Daftar Lokasi Taman Buru di Indonesia
Keanekaragaman hayati Indonesia sangatlah besar, tidak heran jika negara kita mendapat julukan sebagai negara mega biodiversitas karena ragam satwa dan tumbuhan yang dimilikinya. Kawasan hutan Indonesia yang seluas 129 juta hektar lebih menjadi habitat berbagai flora dan fauna.
Dari total luas tersebut, sekitar 57 juta hektar merupakan kawasan lindung yang terdiri dari hutan lindung (30 juta hektar), hutan konservasi (27 juta hektar) dan sisanya adalah hutan produksi.
Taman buru merupakan bagian dari hutan konservasi.
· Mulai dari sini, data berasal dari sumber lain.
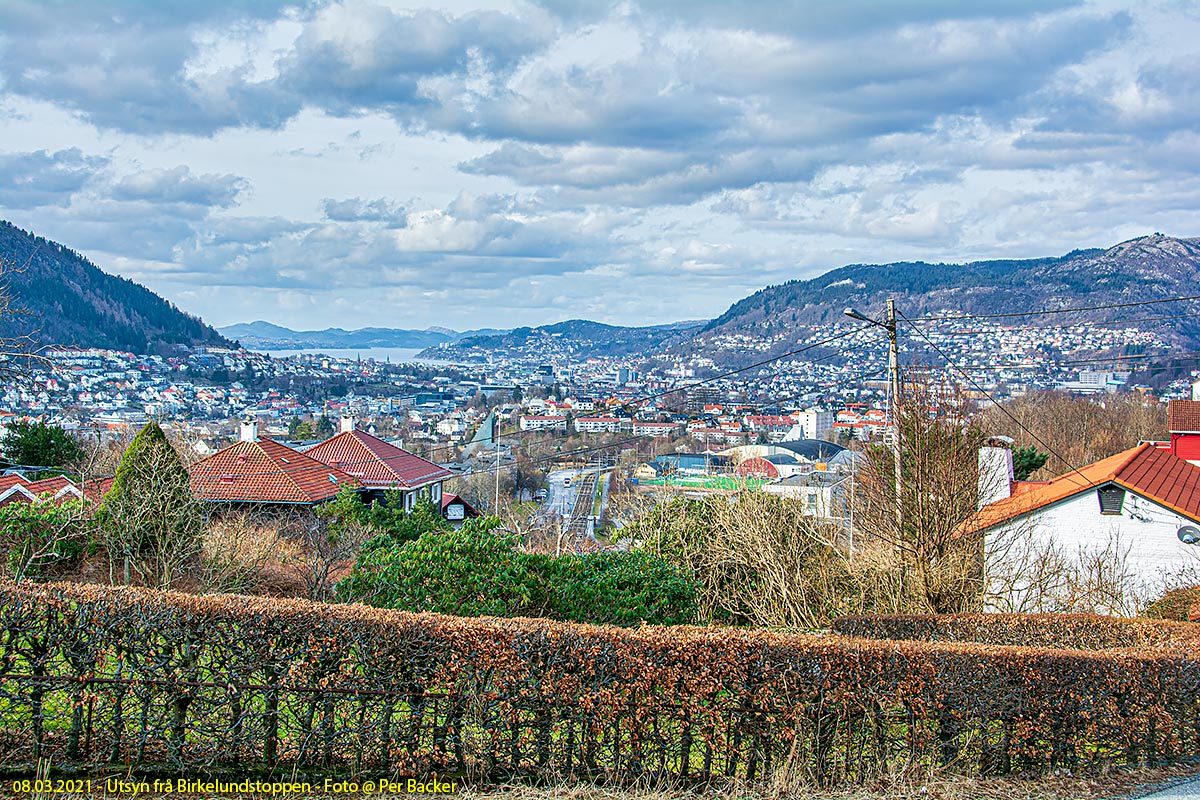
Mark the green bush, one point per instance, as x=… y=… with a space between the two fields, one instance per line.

Jumlah taman buru di Indonesia tersebar menjadi 15 lokasi, antara lain:
- Bangkala, berada di Takalar, Sulawesi Selatan, seluas 4.152,50 ha, berdasarkan Keputusan Menteri Pertanian RI Nomor : 760/kpts/um/10/82, pada tanggal 12 Oktober 1982.
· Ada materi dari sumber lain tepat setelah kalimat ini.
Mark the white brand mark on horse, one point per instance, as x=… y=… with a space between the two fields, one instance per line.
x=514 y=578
- Komara, berada di Takalar, Sulawesi Selatan, seluas 2.972,00 ha, berdasarkan keputusan Menteri Kehutanan RI Nomor: 237/kpts-ii/1997, pada tanggal 9 Mei 1997.
- Bena, berupa dataran, berada di Timor Tengah Selatan, Nusa Tenggara Timur, seluas 2.000,64 ha, berdasarkan Keputusan Menteri Kehutanan RI nomor: 74/kpts-ii/1996, pada tanggal 27 Februari 1996.
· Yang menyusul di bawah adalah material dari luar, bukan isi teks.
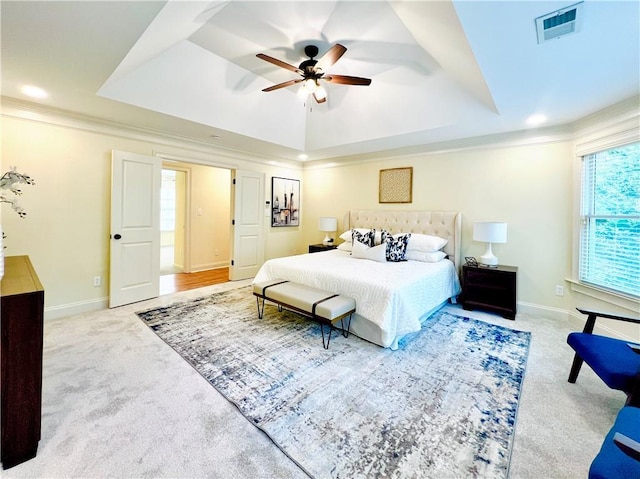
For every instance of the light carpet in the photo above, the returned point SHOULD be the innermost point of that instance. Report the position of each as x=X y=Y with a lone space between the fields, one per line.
x=443 y=405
- Moyo berupa pulau, berada di Sumbawa, Nusa Tenggara Barat, seluas 22.250,00 ha, berdasarkan Keputusan Menteri Kehutanan RI Nomor: 308/kpts-ii/1986, pada tanggal 4 September 1986.
- Nanu’ua berupa gunung, berada di Bengkulu Utara, Bengkulu, seluas 10.000,00 ha, berdasarkan Keputusan Menteri Pertanian RI Nomor: 741/kpts/um/11/78, pada tanggal 1 November 1978.
- Landusa tomata, berada di Poso, Sulawesi Tengah, seluas 5.000,00 ha, berdasarkan keputusan menteri Kehutanan RI nomor: 397/kpts-ii/1998, pada tanggal 21 April 1998.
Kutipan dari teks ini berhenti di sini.